The other day, my wife and I were walking into a toy store when she commented that Titus the Honorable and Cohen the Goodhearted are about the right age for a swing set. At the sound of those two words, “swing set,” my mind took me to a fond place in the distant past. How much fun I had on a swing set as a child!
Now, that old swing set wouldn’t come close meeting today’s safety standards. As I describe it, some of you will say, “Oh, my!” while the rest will say, “I had a swing set just like that.” The first thing I remember is that the legs weren’t anchored. As you swung back and forth, they would rise one at time and then drop back down, as if the swing set were prancing on the lawn. If you could get the timing just right, it would gallop like a wild stallion.
But to my brothers and me, swinging was secondary to the set’s main purpose as a well-crafted child-launcher. We would have a contest to see which one of us could go the highest and farthest. You had to be a master of physics to know the appropriate time to let go so you could sail through the air. Any miscalculation and … let’s just say it would end painfully. The object was to land as far away from the swing set as possible and remain upright on your own two feet.
If you’re like me, maybe you remember some of the other pieces of equipment from the playgrounds of your youth. First was the slide that wouldn’t slide. You would go an inch, screech to a stop, and then you would have to screech and scoot the rest of the way down. I knew how to fix that. All we needed was a can of WD-40 ad a pair of gunny sacks, and the slide would turn into yet another child-launcher.

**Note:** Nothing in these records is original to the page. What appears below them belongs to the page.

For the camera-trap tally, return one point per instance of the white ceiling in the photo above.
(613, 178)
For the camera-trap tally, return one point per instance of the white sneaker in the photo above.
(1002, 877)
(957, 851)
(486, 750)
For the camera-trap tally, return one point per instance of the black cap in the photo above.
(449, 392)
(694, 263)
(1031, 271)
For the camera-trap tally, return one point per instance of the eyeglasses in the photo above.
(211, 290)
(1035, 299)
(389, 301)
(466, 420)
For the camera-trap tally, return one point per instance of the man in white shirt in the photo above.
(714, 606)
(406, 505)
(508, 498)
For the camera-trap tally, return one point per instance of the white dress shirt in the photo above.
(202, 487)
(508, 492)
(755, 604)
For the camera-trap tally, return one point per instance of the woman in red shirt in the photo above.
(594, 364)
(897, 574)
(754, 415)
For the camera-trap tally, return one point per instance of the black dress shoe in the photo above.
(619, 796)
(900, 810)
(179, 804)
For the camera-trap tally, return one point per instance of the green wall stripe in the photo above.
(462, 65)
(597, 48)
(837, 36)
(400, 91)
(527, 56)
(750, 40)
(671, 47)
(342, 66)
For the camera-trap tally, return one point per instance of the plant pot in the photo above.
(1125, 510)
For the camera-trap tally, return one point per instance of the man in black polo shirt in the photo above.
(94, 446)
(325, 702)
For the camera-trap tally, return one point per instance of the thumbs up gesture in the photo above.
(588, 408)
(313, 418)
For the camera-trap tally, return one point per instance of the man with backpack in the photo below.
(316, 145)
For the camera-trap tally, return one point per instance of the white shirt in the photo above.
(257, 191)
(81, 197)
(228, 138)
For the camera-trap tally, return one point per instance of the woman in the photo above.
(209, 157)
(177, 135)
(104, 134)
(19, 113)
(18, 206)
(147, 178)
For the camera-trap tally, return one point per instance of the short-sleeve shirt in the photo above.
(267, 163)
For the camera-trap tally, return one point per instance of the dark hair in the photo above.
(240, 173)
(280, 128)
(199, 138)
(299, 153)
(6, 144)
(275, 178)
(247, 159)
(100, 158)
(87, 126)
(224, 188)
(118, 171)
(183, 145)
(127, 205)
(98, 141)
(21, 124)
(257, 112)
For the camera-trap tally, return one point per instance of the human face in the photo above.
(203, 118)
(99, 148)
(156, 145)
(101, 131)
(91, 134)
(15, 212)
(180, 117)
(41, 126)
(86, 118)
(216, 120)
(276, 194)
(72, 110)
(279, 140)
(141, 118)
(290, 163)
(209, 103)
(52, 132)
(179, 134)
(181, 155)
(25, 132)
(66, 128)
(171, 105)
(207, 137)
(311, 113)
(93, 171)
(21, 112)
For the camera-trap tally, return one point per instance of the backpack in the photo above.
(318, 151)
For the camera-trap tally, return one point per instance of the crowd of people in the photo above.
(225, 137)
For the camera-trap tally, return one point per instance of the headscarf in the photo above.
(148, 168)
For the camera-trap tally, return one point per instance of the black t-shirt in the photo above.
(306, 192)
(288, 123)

And the merry-go-round? I won’t even begin to tell you what my brothers and I did on that instrument of torture, but our goal was to avoid having it become a child-launcher, too.
What about the teeter-totter? It wasn’t just for teetering or tottering; it could be repurposed as a tightrope. We would balance ourselves with arms out, walking to the other end and feeling like one of the Flying Wallendas. The teeter-totter could also be used to play paddle ball, where I was the paddler and the lighter brother on the other end was the ball. I loved to see how many times I could bounce him.

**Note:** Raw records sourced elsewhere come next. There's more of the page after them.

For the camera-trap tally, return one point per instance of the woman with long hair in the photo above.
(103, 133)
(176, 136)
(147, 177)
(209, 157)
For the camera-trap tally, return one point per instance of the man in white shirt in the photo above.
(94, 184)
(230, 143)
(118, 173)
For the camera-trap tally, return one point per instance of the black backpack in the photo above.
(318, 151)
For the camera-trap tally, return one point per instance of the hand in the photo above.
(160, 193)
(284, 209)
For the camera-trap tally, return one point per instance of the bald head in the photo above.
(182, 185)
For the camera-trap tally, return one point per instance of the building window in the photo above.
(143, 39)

As I write this, I have help from a beautiful, talented 10-year-old writer, Emiley Watkins from Kingfisher. She reminded me of the other dangerous piece of playground equipment: the monkey bars. Emiley should know. She broke her arm on the monkey bars at school and sprained her ankle going down a slide.
Yes, the playground has risks. But back in the day, the joy in our play was to take something simple and transform it into something better. And better meant more joy!
Did you know God also finds delight in helping you find His joy? People often think of Him as a cosmic killjoy whose purpose in sending His only Son was to make you more religious. But that is as far from the reality and the truth of God as you can get. God is not into religion, but a relationship. That’s why He sent Jesus: to set you free. In the exchange of your life for His, He will give you a new way of thinking.
The older we get, the harder it is us for us to change our way of thinking. But with Jesus, our disappointments become His divine appointments, earthly problems are exchanged for divine solutions and tragedies are traded for triumph. Old things become new.
You can view the Bible, God and His Son Jesus in one of two ways. Those who haven’t begun a relationship with Jesus see these as a prison wall—to contain and to oppress, to give you a set of rules. If you don’t play by these rules, you will be punished. But to those who have a living, loving relationship with Jesus and His Word, the Bible, God and Jesus are a fence around a playground, and inside is where the joy abounds. Prison wall or playground fence—it all depends on which side of the fence you stand.
God paid a price so you could enter the playground: the death, burial and resurrection of His only Son. If you have not done so, would you make a choice to start following Him today? “The city streets will be filled with boys and girls playing there” (Zech. 8:5).